Supreme Court affirms adverse action on suspended corrections officer

(file photo)

The Supreme Court of Guam affirmed a final judgment of the Superior Court upholding an adverse action suspending Corrections Officer Eric Santos for 20 days.

Santos was disciplined by the Department of Corrections for engaging in a confrontation with members of the public and for conduct towards a former girlfriend, which all occurred while Santos was off duty.

He challenged the adverse action, arguing that DOC management failed to prove before the Civil Service Commission that his off-duty conduct was employment-related and that the CSC erred in relying on certain documents and testimony.

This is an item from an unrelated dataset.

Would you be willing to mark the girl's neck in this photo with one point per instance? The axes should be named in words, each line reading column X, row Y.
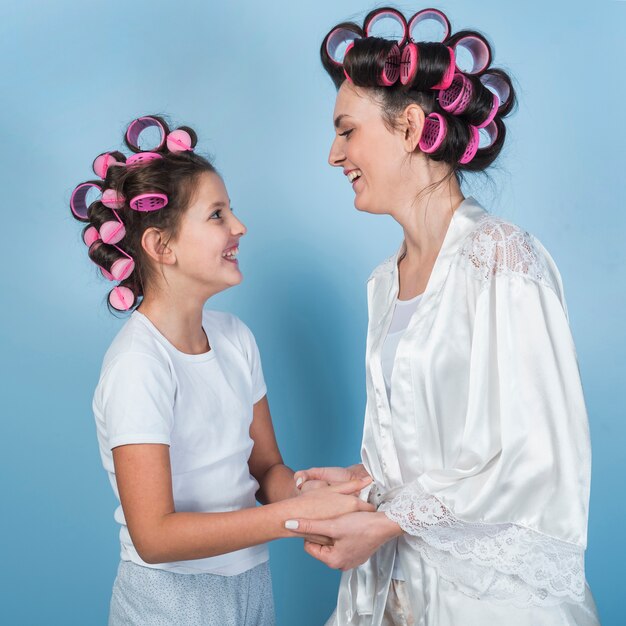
column 179, row 321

However, the Supreme Court found that the Guam Legislature provided for regulating peace officer conduct both on and off duty, and corrections officers fall within the definition of “peace officer.”

In addition, the court concluded that the regulations Santos violated were sufficiently related to Santos’s employment and the high moral and ethical standards expected of him as a peace officer.

Finally, regarding Santos’s evidentiary challenges, the Supreme Court found that he waived those challenges that he did not raise before the CSC or in his Petition for Judicial Review.

Regarding the challenges to evidence related to his relationship with his former girlfriend, the Supreme Court found those challenges properly preserved, but the evidence was relevant since the conduct and resulting order of protection formed one basis of the adverse action.